Post-Purchase Rationalization
If you’ve ever struggled to persuade yourself through seemingly logical arguments of the benefits of a recent purchase, even after it has become clear that the expense was unnecessary or unwise, then you have demonstrated post-purchase rationalization, a variation on the choice-supportive bias, the tendency to look back on one’s choices as being better than they actually were. Consumers who demonstrate a choice-supportive bias typically refrain from returning purchases that prove unsuitable for their needs, choosing instead to rationalize their decision in an effort to preserve their self-esteem.
The Denomination Effect
Have you ever noticed that you tend to spend smaller bills faster than larger ones? Or that the $50 bill that you carried in your wallet for two or three weeks seemed to vanish overnight immediately after you broke it on a cup of coffee? In 2009, researchers from the University of Maryland conducted studies of common buying habits and found that individuals were considerably more likely to make unnecessary purchases with bills of smaller denominations than with an equivalent dollar amount in large bills.
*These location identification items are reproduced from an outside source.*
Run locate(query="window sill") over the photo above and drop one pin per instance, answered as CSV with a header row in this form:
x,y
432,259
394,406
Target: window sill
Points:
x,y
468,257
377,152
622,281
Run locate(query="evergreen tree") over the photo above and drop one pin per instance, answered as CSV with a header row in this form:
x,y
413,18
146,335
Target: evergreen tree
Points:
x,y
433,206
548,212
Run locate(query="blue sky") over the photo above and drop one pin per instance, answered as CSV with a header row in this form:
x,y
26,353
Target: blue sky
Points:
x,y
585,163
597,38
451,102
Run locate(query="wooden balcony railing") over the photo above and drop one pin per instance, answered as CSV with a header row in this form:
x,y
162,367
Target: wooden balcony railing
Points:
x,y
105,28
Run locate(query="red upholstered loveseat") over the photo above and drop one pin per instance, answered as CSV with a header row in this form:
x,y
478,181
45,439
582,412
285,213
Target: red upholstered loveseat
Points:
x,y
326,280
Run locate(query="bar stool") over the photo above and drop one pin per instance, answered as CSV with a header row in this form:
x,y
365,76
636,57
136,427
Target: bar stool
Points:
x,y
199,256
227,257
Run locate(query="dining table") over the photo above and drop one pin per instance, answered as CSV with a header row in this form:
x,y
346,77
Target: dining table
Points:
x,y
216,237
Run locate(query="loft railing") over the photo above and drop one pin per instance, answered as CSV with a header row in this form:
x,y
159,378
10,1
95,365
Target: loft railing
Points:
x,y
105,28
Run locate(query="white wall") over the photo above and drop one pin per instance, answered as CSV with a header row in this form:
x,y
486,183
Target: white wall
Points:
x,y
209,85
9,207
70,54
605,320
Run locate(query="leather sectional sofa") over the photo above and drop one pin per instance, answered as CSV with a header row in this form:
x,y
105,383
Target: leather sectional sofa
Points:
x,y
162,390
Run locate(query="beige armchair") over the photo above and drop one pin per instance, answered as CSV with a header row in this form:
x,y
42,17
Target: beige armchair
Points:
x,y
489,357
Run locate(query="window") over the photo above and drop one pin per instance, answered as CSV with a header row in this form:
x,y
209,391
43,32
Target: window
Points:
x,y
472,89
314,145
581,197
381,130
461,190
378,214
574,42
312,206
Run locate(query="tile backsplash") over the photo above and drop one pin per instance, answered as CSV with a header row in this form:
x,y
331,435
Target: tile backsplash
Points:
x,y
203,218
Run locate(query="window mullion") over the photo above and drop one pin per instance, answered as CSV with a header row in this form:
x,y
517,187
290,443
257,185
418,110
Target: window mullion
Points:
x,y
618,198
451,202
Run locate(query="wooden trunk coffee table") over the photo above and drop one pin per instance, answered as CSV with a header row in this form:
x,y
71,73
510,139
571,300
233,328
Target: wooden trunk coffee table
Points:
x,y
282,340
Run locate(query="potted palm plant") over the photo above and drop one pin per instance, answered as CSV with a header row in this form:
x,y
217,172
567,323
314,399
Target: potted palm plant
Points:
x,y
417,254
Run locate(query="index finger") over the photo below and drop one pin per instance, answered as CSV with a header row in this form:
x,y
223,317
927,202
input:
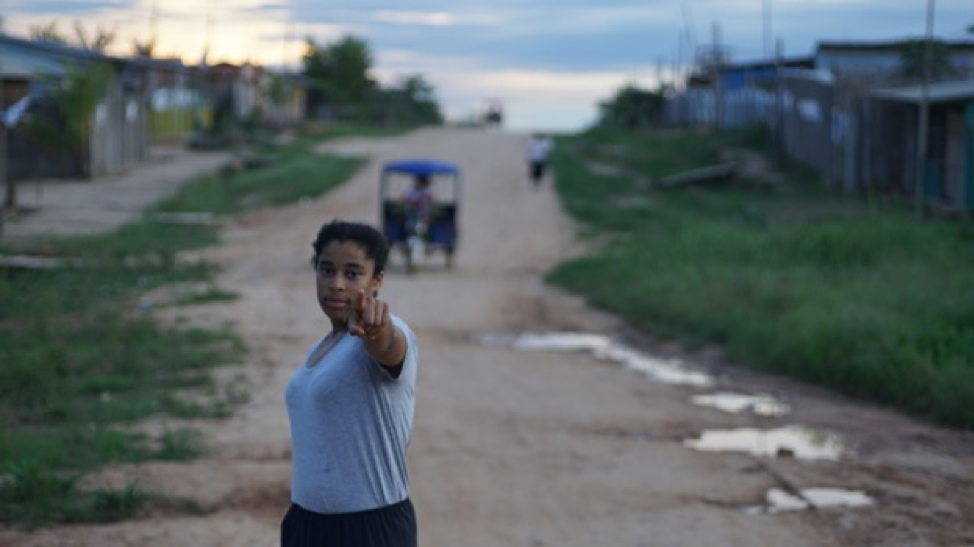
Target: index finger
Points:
x,y
360,300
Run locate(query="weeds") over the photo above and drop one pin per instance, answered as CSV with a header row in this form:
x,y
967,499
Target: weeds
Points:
x,y
865,300
83,357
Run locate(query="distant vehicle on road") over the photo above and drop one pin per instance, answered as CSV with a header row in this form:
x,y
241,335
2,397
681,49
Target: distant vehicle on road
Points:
x,y
419,205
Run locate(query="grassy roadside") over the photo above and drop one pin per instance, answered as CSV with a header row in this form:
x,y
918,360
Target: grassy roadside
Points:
x,y
789,279
82,358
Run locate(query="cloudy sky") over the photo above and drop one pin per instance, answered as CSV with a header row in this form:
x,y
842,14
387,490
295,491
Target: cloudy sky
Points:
x,y
548,61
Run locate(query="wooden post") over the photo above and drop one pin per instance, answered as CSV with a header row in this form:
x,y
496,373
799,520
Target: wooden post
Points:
x,y
924,115
10,197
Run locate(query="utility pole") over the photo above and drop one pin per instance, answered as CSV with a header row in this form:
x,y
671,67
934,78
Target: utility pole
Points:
x,y
924,115
9,198
778,135
718,62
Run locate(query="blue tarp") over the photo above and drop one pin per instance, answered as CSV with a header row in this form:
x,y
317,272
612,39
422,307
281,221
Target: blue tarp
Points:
x,y
421,167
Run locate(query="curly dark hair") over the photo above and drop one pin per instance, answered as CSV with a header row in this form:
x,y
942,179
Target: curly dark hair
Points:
x,y
374,243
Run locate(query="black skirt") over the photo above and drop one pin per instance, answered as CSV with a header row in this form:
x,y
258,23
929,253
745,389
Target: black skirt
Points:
x,y
391,526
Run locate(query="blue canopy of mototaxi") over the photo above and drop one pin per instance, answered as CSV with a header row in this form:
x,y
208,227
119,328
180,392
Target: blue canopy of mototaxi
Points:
x,y
421,167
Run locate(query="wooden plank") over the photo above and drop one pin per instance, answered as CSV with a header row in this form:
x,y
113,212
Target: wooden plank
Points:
x,y
711,173
27,262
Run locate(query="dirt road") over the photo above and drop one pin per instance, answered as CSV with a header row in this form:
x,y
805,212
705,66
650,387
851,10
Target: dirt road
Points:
x,y
517,445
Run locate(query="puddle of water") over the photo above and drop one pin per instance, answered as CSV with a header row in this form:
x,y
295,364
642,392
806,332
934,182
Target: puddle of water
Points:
x,y
669,371
790,441
779,501
735,403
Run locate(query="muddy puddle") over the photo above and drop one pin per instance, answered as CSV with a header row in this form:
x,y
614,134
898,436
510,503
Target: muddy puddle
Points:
x,y
738,403
779,501
666,370
784,442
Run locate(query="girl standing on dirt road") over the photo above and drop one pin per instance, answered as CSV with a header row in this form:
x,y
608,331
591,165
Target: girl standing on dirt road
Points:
x,y
350,405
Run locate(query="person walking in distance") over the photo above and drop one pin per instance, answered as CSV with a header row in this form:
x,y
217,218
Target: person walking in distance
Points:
x,y
350,405
539,146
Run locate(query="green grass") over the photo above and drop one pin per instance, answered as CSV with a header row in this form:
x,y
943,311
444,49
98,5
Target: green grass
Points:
x,y
84,358
863,299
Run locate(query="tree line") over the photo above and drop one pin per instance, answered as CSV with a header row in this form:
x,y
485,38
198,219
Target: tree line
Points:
x,y
342,88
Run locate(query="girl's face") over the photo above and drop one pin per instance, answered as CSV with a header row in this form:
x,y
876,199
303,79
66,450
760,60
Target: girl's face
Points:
x,y
343,270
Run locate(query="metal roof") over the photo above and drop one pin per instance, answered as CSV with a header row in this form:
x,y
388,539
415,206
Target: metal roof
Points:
x,y
941,92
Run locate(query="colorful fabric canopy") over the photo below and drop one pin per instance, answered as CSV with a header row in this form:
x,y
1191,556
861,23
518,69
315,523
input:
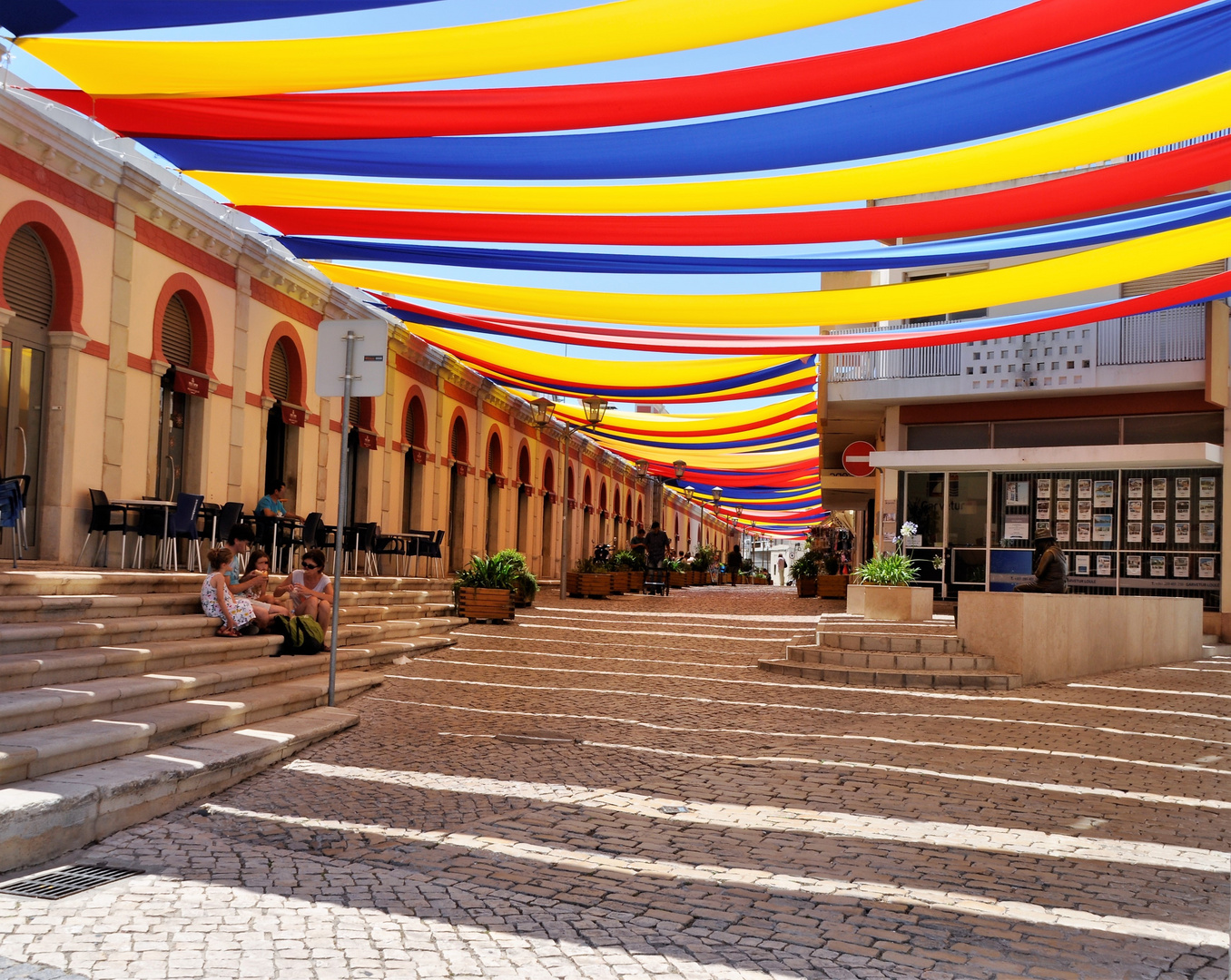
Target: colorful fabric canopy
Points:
x,y
625,28
990,101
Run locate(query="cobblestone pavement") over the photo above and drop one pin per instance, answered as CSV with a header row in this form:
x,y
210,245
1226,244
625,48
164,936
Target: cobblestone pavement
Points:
x,y
506,810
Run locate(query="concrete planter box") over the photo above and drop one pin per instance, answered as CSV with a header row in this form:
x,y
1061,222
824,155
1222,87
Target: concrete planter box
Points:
x,y
891,603
594,585
485,603
1055,638
832,586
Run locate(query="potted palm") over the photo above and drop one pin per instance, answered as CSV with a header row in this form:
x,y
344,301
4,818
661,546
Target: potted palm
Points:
x,y
588,579
525,583
885,591
804,570
484,589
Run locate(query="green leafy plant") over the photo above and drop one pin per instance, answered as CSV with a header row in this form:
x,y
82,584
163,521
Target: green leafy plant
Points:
x,y
808,565
490,572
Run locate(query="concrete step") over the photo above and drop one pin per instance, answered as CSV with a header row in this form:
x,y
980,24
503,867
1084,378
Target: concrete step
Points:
x,y
879,660
894,642
34,707
874,677
45,817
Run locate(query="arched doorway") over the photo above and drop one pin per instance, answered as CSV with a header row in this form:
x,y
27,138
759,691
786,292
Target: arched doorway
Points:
x,y
548,539
523,499
495,469
459,449
30,293
284,417
414,434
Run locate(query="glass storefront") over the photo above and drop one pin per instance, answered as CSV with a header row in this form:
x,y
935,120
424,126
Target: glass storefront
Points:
x,y
1124,532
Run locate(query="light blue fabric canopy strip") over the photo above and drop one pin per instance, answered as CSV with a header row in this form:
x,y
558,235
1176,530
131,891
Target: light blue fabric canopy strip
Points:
x,y
1023,93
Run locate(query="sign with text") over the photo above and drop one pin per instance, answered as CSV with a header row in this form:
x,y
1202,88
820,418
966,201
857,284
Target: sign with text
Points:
x,y
370,350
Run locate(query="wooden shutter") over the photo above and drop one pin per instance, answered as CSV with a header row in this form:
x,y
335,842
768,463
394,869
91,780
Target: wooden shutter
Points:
x,y
177,334
28,283
280,373
1168,279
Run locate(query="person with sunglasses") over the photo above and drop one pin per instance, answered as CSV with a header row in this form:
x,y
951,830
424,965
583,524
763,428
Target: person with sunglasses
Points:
x,y
310,589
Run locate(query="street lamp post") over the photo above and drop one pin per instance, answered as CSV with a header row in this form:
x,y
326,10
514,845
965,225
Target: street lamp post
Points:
x,y
545,409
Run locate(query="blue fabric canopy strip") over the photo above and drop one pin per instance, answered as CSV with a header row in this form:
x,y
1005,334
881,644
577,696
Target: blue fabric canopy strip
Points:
x,y
1023,93
1066,235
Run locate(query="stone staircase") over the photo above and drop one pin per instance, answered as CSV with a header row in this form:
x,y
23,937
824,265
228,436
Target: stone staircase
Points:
x,y
848,651
118,703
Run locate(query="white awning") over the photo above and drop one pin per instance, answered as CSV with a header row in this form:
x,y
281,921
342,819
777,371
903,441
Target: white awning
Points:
x,y
1144,456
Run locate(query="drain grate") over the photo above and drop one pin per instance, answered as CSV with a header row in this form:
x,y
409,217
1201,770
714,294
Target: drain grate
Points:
x,y
59,883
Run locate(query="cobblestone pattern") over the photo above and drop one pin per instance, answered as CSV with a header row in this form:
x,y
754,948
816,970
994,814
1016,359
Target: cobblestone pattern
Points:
x,y
497,814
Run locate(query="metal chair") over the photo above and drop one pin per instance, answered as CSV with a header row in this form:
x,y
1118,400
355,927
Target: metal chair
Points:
x,y
103,521
182,524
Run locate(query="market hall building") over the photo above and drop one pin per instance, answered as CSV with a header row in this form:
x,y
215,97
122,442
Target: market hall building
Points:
x,y
152,348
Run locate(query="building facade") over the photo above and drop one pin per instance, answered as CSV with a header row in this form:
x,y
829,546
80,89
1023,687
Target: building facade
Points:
x,y
152,346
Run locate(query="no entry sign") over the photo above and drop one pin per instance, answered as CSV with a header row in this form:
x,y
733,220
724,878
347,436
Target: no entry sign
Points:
x,y
856,459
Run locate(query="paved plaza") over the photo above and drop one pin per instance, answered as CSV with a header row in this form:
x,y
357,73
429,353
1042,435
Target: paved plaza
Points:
x,y
512,808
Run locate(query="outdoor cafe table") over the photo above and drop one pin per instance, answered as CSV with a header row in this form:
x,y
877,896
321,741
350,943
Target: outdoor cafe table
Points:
x,y
168,506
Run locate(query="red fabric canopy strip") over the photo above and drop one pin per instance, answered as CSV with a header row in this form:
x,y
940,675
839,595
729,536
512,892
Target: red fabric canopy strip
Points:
x,y
1089,192
750,344
1016,34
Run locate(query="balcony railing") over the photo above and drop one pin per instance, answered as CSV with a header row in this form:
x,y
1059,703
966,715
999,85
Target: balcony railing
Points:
x,y
1154,338
874,366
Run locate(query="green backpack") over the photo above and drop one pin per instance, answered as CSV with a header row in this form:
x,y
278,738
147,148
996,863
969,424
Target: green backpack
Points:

According to the denomination effect, individuals tend to perceive a single $100 bill differently than five $20 bills, or ten $10 bills. One possible explanation for this bias is the culturally conditioned sense of self-esteem that comes from carrying larger denominations. The $100 bill, in other words, holds a psychological significance in excess of its face value, thus making it seem considerably (and irrationally) more valuable than one-hundred $1 bills. Accordingly, individuals who carry larger bills may be less likely to spend money on small, impulsive purchases than those who carry smaller bills.
Credit and debit cards, on the other hand, exert almost no psychological impact on those who use them. When you make an impulsive purchase with a $100 bill, you no longer have that bill; but you can make the same purchase on credit, and still keep your card. Since they hold little to none of the psychological significance that we attach to currency, credit cards encourage impulse spending by minimizing its emotional impact and concealing its actual cost.
It is only at the end of a billing cycle that we come to realize exactly how much money we’ve spent on petty indulgences and unplanned purchases; and, though we swear to never make the same mistake again, the rosy retrospection bias causes the momentary unpleasantness of statement shock to fade, and we invariably fall into the same bad habits and destructive spending patterns.